When creating a website audit, you should have specific questions or business requirements in mind. These questions will usually be section-specific, corresponding to the scope of your audit.
A basic example would be to validate whether or not a campaign variable is being set on all of your landing pages. This is a very simple question, with a relatively narrow scope, and will easily help you align your auditing priorities.
The optimal audit size
The goal of a sample audit is to audit enough but not too much. There’s a sweet spot for pinning down the best audit size to avoid sampling error, and the size will vary from audit to audit.
The recommended upper bound of a sample audit is 10,000 pages. You should rarely exceed the 10,000-page audit ceiling, even if a section of your website has 100,000+ pages, as you’ll just get more of the same and drown yourself in data.

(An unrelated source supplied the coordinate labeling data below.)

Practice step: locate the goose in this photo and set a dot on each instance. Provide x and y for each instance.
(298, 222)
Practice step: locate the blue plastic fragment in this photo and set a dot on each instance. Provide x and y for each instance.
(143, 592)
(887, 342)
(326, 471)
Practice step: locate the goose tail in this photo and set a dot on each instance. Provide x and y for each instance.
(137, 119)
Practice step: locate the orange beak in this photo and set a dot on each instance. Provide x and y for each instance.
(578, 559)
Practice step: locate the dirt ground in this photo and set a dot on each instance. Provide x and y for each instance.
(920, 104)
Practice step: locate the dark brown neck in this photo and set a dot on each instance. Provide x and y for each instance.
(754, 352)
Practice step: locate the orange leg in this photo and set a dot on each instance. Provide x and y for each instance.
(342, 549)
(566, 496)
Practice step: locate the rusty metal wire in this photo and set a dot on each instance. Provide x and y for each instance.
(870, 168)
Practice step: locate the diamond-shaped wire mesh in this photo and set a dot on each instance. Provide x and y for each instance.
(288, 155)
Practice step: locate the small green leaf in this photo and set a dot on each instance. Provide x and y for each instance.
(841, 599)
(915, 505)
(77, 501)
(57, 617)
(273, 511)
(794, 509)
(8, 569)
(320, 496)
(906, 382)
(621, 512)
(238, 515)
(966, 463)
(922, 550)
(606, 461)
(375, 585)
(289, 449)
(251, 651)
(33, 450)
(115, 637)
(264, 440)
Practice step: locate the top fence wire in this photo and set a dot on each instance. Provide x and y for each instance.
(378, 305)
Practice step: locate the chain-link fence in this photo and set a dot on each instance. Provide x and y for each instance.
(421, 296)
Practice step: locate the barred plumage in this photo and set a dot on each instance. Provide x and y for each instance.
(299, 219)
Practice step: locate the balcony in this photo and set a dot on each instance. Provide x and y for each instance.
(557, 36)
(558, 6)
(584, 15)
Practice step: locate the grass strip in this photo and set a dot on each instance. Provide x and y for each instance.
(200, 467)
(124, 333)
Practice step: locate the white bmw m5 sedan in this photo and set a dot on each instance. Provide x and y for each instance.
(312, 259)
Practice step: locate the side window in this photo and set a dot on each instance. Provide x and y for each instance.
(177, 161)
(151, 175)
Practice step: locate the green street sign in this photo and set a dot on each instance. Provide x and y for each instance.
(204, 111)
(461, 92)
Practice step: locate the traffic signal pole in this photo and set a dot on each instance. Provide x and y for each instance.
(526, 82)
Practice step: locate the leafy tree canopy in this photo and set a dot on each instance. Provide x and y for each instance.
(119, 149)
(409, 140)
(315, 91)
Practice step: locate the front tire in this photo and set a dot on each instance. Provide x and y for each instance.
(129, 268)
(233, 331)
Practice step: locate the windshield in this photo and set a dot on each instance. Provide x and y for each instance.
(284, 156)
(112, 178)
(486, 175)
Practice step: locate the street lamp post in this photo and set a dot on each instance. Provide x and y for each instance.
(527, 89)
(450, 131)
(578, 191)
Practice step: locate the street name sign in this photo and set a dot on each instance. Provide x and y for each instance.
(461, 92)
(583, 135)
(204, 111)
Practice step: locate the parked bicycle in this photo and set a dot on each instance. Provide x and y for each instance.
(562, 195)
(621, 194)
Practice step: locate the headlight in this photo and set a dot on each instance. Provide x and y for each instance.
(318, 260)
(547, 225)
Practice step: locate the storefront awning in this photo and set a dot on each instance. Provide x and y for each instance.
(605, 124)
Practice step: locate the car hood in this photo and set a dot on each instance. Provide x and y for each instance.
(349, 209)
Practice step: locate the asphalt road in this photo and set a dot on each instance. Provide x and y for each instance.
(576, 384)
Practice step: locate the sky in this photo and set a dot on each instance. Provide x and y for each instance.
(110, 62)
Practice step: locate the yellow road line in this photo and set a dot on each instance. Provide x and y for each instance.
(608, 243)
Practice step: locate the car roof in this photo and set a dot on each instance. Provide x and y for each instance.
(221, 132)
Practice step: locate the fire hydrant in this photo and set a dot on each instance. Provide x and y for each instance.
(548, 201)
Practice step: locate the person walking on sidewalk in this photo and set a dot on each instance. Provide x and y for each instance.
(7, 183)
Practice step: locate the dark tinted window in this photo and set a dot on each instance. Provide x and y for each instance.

A good rule of thumb is to start off with a 500-page sample audit (with a specific question in mind). If your 500-page audit comes back completely clean, then you can bump up your audit in 500-page increments until you have answered your question or feel satisfied with your data quality.
Note: You can also take a more statistical approach to determining audit size by using a sample size calculation formula.
Randomizing your audit pool
This principle is simple: when performing sample audits, don’t audit the same pages every time. Doing so could cause you to miss fatal issues on other pages. Audit different pages each time.
If you’re using an automated solution to validate your site, you can use the starting URL and include/exclude filters to limit where the audit goes, giving you a fairly randomized pool to test.
The Power of the Sample Audit
Sample audits make tag validation agile, targeted, timely, actionable and relevant. With a wide portfolio of rules-governed audits, you’ll be able to stay abreast in your data governance efforts, without overexerting your resources on bulky site-wide audits.